Complementing Individualism with The Social Identity Approach

Like many fundamental principles, the general idea is actually quite simple: It is individuals`  self-perception that determines how they perceive their social world, and hence how they respond to events in their social world (Turner et al., 1987). When individuals see themselves as unique individuals (e.g., I like peanutbutter, a particular Dutch singer, and theories of embodiment), they see themselves as very different from others who do not share their appetite, taste, and interest. Hence, any thought, feeling, tendency, or action derives from, or is based in, their  self-perception as a unique individual. However, if individuals see themselves as group members (e.g., as a peanutbutter lover, or as a fan of a particular Dutch singer, or as an embodiment researcher), their social world is divided into an in-group (that includes the self) and out-group (that excludes the self). As a consequence, individuals will like those who are like us more than those unlike us, and easily discriminate betweenthem. As noted, such self-categorizations can occur flexibly and dynamically, and their salience is influenced by how fitting a group membership is to a particular situation (i.e., how "groupy" the situation is), and by how accessible group membership is for an individual. The movie `Fitna`, for example, is likely to make the Muslim group identity among Muslim individuals more relevant – even among those who do not necessarily identify strongly with their group and for whom the Muslim group identity is already more accessible.

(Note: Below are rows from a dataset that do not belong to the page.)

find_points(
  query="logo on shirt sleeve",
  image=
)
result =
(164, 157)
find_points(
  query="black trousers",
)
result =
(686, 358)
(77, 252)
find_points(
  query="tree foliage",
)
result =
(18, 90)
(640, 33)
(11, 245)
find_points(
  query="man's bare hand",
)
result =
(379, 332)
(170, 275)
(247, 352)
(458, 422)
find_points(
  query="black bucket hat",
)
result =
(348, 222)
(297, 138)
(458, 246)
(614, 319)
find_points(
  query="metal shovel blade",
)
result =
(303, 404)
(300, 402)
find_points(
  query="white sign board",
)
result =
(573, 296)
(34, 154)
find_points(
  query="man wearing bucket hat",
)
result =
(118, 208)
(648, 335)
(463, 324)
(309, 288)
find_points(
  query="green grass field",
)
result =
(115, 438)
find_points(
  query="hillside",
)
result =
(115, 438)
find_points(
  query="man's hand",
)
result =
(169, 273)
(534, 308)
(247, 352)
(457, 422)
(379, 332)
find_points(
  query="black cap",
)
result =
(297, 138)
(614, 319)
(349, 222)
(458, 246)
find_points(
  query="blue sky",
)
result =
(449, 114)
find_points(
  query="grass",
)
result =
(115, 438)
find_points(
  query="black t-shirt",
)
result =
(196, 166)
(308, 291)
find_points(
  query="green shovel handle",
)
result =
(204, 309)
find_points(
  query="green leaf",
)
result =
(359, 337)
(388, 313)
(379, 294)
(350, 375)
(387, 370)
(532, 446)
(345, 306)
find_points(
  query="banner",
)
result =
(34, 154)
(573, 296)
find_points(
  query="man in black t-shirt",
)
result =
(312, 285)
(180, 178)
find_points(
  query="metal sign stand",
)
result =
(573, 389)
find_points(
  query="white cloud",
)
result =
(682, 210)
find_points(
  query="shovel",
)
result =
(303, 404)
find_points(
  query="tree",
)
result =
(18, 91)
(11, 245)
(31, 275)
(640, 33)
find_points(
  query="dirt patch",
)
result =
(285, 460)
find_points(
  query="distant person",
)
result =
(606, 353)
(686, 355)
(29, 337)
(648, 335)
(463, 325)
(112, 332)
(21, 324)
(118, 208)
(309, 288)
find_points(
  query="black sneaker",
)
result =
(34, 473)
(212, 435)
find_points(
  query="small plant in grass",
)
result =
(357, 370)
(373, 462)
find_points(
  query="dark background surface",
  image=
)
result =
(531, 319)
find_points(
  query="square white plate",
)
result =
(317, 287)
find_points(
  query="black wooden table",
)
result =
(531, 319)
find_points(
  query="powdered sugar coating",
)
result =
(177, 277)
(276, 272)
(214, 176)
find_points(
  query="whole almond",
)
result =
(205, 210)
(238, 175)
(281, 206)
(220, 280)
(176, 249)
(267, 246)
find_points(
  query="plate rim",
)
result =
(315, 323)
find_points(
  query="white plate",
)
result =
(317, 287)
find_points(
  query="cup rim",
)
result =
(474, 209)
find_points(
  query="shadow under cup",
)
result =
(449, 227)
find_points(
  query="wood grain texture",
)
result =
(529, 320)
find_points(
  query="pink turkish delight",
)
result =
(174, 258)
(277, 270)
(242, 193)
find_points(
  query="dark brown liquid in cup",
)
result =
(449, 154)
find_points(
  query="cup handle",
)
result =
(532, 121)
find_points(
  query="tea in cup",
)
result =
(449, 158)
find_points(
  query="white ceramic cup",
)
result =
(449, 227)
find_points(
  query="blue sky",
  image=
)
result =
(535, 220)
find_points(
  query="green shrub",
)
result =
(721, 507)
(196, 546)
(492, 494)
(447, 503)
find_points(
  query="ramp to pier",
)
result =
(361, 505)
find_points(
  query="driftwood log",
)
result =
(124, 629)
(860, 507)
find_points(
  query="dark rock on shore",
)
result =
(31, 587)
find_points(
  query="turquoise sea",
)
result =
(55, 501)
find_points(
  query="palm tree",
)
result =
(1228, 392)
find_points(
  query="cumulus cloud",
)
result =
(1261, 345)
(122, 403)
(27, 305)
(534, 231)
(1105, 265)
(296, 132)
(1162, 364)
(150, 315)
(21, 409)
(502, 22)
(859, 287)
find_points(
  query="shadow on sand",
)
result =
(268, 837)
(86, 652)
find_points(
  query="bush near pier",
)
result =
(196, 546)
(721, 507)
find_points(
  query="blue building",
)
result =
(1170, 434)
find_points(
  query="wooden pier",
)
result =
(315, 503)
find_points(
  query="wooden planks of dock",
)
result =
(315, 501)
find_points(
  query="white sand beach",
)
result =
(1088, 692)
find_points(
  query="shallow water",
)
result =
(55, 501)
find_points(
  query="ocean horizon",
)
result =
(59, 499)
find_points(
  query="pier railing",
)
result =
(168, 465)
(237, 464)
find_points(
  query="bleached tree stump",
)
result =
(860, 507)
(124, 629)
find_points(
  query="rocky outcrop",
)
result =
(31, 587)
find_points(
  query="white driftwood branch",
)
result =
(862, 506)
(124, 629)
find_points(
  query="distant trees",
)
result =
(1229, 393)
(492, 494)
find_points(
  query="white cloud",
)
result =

In this way, the  social identity approach allows individuals to become psychological group members, and it suggests that shifts in self- categorization can occur as a function of personal and situational factors (Ellemers, Spears, & Doosje, 2002). This ultimately implies that although someone may look and sound like an individual from an outside perspective, this person may actually self-categorize as a group member, and hence his or her perception of, and responses to, the social world should be interpreted differently. Depending on which self is salient, the same act (e.g., threatening Geert Wilders because of `Fitna`) can be viewed as the action of an individual madman, or as a statement on behalf of a group.